After the bulletin was drafted, political appointees at the
agency gave a copy to a lobbying firm hired by the country's principal
beryllium manufacturer, according to internal OSHA documents. The
epidemiologist, Peter Infante, incorporated what he considered reasonable
changes requested by the company and won approval from key directorates, but he
bristled when the private firm complained again.
"In my 24 years at the Agency, I have never experienced
such indecision and delay," Infante wrote in an e-mail to the agency's
director of standards in March 2002. Eventually, top OSHA officials decided,
over what Infante described in an e-mail to his boss as opposition from
"the entire OSHA staff working on beryllium issues," to publish the
bulletin with a footnote challenging a key recommendation the firm opposed.
Current and former career officials at OSHA say that such
sagas were a recurrent feature during the Bush administration, as political
appointees ordered the withdrawal of dozens of workplace health regulations,
slow-rolled others, and altered the reach of its warnings and rules in response
to industry pressure.
The result is a legacy of unregulation common to several
health-protection agencies under Bush: From 2001 to the end of 2007, OSHA
officials issued 86 percent fewer rules or regulations termed economically
significant by the Office of Management and Budget than their counterparts did
during a similar period in President Bill Clinton's tenure, according to White
House lists.
White House officials have dismissed such tallies,
emphasizing in recent regulatory overviews that their "objective is
quality, not quantity," and that heavy restrictions on corporations harm
economic performance. During Bush's presidency, they said in a September
report, average annual regulatory costs were kept 24 percent lower than during
the previous two decades. OSHA says it has issued many rules of lesser
consequence that nonetheless clarified industry responsibilities.
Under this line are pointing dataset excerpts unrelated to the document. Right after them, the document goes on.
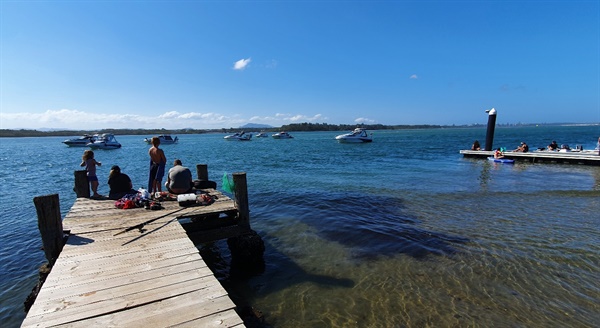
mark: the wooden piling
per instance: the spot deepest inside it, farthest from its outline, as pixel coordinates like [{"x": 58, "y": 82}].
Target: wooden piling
[
  {"x": 82, "y": 186},
  {"x": 50, "y": 225},
  {"x": 241, "y": 198},
  {"x": 202, "y": 172}
]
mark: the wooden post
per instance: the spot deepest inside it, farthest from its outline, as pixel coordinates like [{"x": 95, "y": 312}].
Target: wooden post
[
  {"x": 241, "y": 198},
  {"x": 202, "y": 172},
  {"x": 50, "y": 225},
  {"x": 82, "y": 186}
]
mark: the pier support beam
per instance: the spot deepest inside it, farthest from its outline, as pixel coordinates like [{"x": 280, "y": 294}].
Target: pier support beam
[
  {"x": 82, "y": 186},
  {"x": 489, "y": 136},
  {"x": 241, "y": 198},
  {"x": 202, "y": 182}
]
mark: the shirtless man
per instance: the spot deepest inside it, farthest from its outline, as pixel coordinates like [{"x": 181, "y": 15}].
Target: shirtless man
[{"x": 157, "y": 166}]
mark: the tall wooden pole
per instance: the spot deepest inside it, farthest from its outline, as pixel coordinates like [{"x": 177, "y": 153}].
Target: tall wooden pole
[
  {"x": 82, "y": 186},
  {"x": 489, "y": 137},
  {"x": 50, "y": 225},
  {"x": 202, "y": 172},
  {"x": 241, "y": 198}
]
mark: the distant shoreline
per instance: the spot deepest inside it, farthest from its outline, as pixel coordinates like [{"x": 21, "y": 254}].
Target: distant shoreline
[{"x": 298, "y": 127}]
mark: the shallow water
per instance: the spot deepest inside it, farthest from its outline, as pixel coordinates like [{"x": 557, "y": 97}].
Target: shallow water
[{"x": 403, "y": 231}]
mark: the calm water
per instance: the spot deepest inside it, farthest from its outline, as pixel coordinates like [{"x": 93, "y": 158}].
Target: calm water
[{"x": 402, "y": 232}]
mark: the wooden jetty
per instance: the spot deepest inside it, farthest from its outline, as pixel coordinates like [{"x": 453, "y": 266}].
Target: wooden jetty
[
  {"x": 135, "y": 267},
  {"x": 573, "y": 157}
]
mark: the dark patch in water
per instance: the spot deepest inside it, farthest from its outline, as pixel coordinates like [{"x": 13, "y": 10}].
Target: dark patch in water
[{"x": 372, "y": 225}]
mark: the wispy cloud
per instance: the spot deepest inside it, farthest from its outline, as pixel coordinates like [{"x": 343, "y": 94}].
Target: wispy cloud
[
  {"x": 365, "y": 120},
  {"x": 72, "y": 120},
  {"x": 241, "y": 64}
]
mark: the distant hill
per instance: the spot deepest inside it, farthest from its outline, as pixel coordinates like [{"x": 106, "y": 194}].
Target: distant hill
[{"x": 256, "y": 126}]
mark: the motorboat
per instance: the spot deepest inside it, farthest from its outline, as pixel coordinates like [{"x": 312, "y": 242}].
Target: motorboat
[
  {"x": 165, "y": 139},
  {"x": 81, "y": 141},
  {"x": 357, "y": 136},
  {"x": 282, "y": 135},
  {"x": 239, "y": 136},
  {"x": 105, "y": 141}
]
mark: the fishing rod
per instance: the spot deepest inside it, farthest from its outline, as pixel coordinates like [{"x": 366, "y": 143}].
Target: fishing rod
[{"x": 141, "y": 225}]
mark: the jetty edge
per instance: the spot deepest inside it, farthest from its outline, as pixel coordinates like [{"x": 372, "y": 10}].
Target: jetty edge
[
  {"x": 137, "y": 267},
  {"x": 587, "y": 157},
  {"x": 583, "y": 157}
]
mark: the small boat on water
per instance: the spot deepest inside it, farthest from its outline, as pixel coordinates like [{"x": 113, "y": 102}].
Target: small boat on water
[
  {"x": 282, "y": 135},
  {"x": 357, "y": 136},
  {"x": 239, "y": 136},
  {"x": 501, "y": 160},
  {"x": 106, "y": 141},
  {"x": 81, "y": 141},
  {"x": 165, "y": 139}
]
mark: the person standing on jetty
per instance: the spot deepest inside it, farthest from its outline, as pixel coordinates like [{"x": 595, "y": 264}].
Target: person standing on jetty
[
  {"x": 90, "y": 166},
  {"x": 523, "y": 147},
  {"x": 158, "y": 160}
]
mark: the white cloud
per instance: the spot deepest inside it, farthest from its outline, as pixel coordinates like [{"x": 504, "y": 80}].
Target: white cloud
[
  {"x": 80, "y": 120},
  {"x": 241, "y": 64},
  {"x": 365, "y": 120}
]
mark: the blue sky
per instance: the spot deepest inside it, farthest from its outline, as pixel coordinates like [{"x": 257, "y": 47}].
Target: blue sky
[{"x": 220, "y": 64}]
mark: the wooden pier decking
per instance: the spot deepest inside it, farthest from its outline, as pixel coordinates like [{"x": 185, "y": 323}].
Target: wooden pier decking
[
  {"x": 136, "y": 268},
  {"x": 574, "y": 157}
]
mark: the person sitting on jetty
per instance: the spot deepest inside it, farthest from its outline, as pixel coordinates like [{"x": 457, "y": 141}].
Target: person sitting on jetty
[
  {"x": 553, "y": 146},
  {"x": 120, "y": 184},
  {"x": 522, "y": 148},
  {"x": 498, "y": 153},
  {"x": 179, "y": 179}
]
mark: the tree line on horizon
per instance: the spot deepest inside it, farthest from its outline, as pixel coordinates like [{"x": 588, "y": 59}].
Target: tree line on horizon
[{"x": 296, "y": 127}]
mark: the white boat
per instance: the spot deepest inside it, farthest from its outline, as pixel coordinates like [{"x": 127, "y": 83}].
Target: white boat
[
  {"x": 81, "y": 141},
  {"x": 239, "y": 136},
  {"x": 165, "y": 139},
  {"x": 106, "y": 141},
  {"x": 357, "y": 136},
  {"x": 282, "y": 135}
]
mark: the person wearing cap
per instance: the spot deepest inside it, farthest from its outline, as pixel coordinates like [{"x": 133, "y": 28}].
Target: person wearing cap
[
  {"x": 120, "y": 184},
  {"x": 523, "y": 147}
]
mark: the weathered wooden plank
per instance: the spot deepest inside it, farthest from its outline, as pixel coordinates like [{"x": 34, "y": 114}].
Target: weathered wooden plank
[
  {"x": 137, "y": 261},
  {"x": 120, "y": 284},
  {"x": 77, "y": 308},
  {"x": 139, "y": 271},
  {"x": 147, "y": 245},
  {"x": 170, "y": 312},
  {"x": 134, "y": 268}
]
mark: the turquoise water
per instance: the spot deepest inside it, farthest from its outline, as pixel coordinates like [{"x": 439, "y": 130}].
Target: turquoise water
[{"x": 403, "y": 231}]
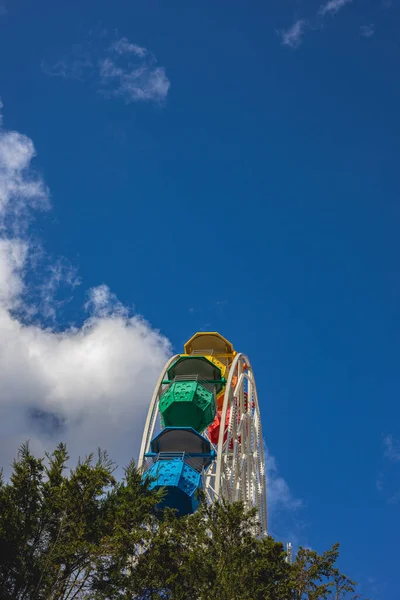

But this record has been controversial among occupational
health experts and career OSHA staff.
"The legacy of the Bush administration has been one of
dismal inaction," said Robert Harrison, a professor at the University of
California at San Francisco and chairman of the occupational health section of
the American Public Health Association. It has been "like turning a
ketchup bottle upside down, banging the bottom of the container, and nothing
comes out. You shake and shake and nothing comes out," Harrison said.
More than two dozen current and former senior career
officials further said in interviews that the agency's strategic choices were
frequently made without input from its experienced hands. Political appointees
"shut us out," a longtime senior career official said.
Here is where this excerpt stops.